Y aurait-il un coup de froid sur la relation américano-turque ? Attendu aux États-Unis du 29 mars au 2 avril, le président turc, Recep Tayyip Erdogan, n’a aucune rencontre prévue à son agenda avec son homologue américain, Barack Obama.
«Notre président n’y va pas pour une visite d’État, mais dans le cadre d’un sommet multilatéral », a tenu à rappeler Ibrahim Kalin, le porte-parole présidentiel, lors d’une conférence de presse à Ankara, lundi 28 mars. La visite du président Erdogan comportera deux temps forts.
Jeudi 31 mars et vendredi 1er avril, il participera, aux côtés d’une cinquantaine de chefs d’État, à la quatrième session du Sommet nucléaire à Washington. Rien d’étonnant à ce qu’il ne voie pas M. Obama ; lequel s’est réservé un unique tête-à-tête avec le président chinois, Xi Jinping. Le vice-président Joe Biden sera l’interlocuteur attitré de M. Erdogan. Le moment-clé du voyage sera sans conteste la cérémonie d’inauguration d’une mosquée et d’un centre culturel financés par la Turquie à Lanham, dans le Maryland, auxquels M. Erdogan se consacrera dès son arrivée sur le sol américain. La présence de M. Obama y était ardemment souhaitée, mais la Maison Blanche a décliné l’invitation. On est loin de l’accueil chaleureux reçu par M. Erdogan et sa famille à l’occasion de leur visite dans la capitale américaine en 2013. À l’époque, Barack Obama avait loué la Turquie, deuxième armée de l’OTAN, meilleure alliée des États-Unis au Proche-Orient. Il avait également salué les négociations de paix menées, alors avec les séparatistes du Parti des travailleurs du Kurdistan (PKK), à l’initiative du numéro un turc.
Sources de frictions
Désormais, le dossier kurde empoisonne durablement la relation. A propos du PKK, Washington et Ankara sont d’accord. C’est au sujet du Parti de l’Union démocratique (PYD), affilié au PKK, que les vues divergent. Aux yeux des Américains, le PYD et ses milices armées (YPG), à la pointe du combat contre les djihadistes de l’État islamique (EI), méritent d’être soutenus. Récemment, le fait que l’armée turque se soit mise à attaquer à l’artillerie les positions des combattants kurdes syriens que Washington soutient et arme, n’a fait qu’accentuer les divergences.

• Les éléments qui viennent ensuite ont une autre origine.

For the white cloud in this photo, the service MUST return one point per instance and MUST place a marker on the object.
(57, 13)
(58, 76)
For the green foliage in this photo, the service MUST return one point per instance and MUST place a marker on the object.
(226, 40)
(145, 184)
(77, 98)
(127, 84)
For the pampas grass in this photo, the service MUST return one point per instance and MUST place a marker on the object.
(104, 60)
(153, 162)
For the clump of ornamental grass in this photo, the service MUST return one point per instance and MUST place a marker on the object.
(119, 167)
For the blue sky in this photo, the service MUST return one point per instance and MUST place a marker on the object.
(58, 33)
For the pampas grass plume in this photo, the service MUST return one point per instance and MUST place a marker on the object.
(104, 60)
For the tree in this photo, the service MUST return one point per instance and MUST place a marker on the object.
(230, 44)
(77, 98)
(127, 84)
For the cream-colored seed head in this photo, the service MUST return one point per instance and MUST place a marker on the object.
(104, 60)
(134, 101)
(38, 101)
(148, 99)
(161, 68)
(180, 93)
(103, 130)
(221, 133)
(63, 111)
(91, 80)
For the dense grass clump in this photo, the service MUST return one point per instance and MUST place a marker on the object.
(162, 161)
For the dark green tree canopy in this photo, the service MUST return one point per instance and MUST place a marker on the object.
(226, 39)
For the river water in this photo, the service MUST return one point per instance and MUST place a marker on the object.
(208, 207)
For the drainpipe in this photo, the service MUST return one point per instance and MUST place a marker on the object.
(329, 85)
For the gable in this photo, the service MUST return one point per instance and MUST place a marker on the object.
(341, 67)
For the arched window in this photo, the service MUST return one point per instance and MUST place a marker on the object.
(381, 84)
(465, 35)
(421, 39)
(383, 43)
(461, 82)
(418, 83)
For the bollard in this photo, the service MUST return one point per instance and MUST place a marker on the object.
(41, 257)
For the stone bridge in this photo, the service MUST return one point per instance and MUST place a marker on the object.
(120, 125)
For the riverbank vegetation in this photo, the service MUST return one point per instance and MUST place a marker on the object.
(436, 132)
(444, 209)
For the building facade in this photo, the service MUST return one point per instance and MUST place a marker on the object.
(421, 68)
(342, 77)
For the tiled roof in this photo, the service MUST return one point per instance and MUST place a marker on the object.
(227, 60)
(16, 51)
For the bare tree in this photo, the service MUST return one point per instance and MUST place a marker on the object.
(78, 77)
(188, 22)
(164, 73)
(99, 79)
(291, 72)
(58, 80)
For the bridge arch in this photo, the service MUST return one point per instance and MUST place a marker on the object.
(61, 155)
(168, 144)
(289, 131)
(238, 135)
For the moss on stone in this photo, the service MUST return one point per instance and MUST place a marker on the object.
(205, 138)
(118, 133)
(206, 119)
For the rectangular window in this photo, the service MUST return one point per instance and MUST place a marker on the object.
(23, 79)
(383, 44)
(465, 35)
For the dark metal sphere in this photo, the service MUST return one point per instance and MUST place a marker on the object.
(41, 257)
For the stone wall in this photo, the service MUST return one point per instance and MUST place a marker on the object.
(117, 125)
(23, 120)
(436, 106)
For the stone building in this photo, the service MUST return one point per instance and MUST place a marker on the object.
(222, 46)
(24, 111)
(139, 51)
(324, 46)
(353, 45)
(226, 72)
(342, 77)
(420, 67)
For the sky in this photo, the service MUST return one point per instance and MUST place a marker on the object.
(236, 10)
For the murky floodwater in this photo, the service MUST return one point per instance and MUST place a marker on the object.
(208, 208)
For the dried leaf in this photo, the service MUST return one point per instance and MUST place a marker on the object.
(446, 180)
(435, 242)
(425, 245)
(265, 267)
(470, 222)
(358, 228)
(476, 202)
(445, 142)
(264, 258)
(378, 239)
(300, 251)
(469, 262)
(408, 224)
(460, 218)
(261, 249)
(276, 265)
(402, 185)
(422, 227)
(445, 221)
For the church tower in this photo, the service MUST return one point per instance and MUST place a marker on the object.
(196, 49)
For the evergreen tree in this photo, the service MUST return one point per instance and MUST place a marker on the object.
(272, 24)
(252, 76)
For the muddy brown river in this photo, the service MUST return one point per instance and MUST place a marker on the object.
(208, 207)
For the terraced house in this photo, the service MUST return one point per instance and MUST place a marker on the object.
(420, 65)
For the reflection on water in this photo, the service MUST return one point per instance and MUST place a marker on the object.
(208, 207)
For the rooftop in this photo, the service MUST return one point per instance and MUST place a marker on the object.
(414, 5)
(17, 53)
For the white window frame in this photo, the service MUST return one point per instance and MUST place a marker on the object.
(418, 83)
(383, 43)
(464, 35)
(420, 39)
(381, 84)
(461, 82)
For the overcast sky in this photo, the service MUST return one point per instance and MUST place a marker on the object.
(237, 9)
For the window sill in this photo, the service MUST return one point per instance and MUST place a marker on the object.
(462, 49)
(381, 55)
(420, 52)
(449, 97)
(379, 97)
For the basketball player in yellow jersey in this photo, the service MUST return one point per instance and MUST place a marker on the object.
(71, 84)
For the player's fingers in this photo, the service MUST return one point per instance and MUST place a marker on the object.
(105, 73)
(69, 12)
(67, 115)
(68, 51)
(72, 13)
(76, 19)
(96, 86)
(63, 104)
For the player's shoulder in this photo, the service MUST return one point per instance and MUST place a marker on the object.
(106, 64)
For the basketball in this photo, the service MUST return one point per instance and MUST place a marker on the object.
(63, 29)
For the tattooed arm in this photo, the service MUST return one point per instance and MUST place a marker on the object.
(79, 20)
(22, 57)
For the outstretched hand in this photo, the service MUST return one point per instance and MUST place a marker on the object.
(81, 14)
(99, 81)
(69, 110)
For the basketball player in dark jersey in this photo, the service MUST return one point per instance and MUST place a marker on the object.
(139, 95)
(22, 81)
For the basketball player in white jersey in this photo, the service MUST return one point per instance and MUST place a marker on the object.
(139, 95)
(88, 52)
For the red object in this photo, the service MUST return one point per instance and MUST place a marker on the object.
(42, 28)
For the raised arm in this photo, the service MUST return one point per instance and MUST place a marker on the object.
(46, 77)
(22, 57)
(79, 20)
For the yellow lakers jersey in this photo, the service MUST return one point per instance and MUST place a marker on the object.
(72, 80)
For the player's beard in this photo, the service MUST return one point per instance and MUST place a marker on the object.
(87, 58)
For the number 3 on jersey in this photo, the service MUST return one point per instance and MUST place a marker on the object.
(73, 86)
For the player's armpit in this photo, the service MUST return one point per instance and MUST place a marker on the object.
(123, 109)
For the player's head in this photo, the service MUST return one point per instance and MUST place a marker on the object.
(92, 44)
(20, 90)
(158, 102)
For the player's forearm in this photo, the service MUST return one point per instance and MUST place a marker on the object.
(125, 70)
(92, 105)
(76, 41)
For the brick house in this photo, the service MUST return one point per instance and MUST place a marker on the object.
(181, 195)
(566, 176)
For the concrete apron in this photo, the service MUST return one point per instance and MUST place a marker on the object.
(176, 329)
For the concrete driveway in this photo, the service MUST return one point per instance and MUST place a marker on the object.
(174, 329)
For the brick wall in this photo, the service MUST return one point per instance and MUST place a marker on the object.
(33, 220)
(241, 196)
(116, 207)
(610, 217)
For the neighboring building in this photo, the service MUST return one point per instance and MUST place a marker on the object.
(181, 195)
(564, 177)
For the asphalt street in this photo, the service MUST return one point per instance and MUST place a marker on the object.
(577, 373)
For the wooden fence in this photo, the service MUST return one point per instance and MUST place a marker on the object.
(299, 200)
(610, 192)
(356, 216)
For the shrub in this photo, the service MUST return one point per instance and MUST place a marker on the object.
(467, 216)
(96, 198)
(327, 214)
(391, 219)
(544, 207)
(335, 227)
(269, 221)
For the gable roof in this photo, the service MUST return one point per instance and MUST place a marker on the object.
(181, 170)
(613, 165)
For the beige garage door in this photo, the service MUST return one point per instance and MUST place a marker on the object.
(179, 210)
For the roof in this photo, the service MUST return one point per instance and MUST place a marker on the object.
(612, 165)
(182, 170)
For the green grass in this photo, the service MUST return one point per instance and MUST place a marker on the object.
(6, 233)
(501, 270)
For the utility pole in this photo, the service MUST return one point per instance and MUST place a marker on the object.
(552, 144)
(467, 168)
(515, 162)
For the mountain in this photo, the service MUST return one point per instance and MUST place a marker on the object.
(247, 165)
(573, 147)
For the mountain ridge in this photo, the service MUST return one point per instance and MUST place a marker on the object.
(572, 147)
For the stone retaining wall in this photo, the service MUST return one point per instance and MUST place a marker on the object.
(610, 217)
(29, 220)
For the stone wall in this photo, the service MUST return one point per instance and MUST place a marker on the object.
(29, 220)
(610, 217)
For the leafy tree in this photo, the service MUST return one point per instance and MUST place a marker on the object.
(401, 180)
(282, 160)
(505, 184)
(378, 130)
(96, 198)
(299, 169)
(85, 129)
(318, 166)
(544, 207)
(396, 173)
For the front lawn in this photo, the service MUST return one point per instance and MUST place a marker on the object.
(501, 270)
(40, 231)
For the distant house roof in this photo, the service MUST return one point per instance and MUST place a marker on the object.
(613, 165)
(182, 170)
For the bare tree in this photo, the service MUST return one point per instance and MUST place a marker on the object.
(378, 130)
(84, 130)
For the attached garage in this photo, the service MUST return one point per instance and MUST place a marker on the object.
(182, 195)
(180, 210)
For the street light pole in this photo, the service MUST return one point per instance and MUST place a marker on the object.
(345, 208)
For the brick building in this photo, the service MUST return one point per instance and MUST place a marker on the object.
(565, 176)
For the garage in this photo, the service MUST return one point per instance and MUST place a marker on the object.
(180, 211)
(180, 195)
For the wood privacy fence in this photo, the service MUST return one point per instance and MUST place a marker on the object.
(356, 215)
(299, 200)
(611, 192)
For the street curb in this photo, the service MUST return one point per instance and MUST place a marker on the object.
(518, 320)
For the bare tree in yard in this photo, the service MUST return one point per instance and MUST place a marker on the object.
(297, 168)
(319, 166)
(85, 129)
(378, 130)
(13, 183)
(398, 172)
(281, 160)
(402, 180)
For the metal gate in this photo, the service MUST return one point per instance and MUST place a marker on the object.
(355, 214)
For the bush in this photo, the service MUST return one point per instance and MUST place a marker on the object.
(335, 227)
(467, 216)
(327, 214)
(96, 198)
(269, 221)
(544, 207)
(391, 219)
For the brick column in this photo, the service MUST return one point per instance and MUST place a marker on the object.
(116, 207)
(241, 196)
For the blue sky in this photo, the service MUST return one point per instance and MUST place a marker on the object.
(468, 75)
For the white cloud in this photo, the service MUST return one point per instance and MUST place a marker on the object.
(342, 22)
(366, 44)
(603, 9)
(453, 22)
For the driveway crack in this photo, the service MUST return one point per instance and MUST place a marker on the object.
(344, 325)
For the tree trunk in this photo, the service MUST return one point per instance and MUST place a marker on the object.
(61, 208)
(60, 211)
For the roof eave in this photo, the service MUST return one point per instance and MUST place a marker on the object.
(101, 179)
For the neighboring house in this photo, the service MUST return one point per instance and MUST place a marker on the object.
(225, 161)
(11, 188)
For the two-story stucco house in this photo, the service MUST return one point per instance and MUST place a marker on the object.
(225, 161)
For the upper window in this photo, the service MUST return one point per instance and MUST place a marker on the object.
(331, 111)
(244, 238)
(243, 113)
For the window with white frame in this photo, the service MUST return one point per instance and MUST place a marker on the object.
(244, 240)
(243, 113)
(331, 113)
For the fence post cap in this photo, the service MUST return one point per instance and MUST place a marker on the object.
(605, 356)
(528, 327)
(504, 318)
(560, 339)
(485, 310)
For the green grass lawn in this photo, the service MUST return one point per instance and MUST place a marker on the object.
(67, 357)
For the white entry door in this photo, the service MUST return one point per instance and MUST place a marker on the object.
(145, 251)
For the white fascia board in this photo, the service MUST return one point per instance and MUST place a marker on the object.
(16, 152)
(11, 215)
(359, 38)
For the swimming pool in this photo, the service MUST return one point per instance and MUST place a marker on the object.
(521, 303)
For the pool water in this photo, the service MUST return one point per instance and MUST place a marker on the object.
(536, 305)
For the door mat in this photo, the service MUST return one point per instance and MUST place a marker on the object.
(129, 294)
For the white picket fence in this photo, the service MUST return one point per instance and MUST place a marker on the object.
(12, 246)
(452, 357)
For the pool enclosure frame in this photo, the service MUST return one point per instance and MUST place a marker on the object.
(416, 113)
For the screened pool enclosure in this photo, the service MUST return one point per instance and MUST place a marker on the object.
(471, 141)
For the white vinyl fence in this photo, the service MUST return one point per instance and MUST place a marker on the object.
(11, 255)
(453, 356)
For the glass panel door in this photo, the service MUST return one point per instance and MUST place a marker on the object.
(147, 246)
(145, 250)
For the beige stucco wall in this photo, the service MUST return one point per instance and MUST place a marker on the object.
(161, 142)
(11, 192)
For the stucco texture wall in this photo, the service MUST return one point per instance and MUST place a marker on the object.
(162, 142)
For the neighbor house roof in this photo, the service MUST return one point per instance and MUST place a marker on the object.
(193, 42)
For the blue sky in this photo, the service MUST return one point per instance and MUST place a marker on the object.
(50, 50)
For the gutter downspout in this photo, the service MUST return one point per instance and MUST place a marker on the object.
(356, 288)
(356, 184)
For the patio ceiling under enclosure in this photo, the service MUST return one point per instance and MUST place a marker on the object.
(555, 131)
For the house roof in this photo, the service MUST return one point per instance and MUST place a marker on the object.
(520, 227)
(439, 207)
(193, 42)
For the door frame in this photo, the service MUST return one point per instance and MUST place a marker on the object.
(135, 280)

Ankara place pour sa part le PKK et le PYD sur un même plan. Les deux formations sont considérées comme deux organisations «terroristes», au même titre que l’EI.
L’avènement d’une région autonome kurde de Syrie est vécu comme une menace par la Turquie, qui craint une contamination du séparatisme à ses propres Kurdes, autrement plus nombreux (15 millions) que leurs frères syriens (environ 1,5 million). M. Erdogan a déclaré récemment que les États-Unis devaient choisir entre la Turquie et les forces kurdes syriennes.
Les attaques à la liberté d’expression en Turquie sont une autre source de friction. Les arrestations de journalistes, les saisies musclées de plusieurs journaux (Zaman, Bugün, Millet) et de chaînes de télévision (Kanaltürk, Bugün TV, Samanyoglu TV, et d’autres), la captation de la banque Asya embarrassent la Maison Blanche au plus haut point, la poussant à prendre ses distances avec l’alliée turque.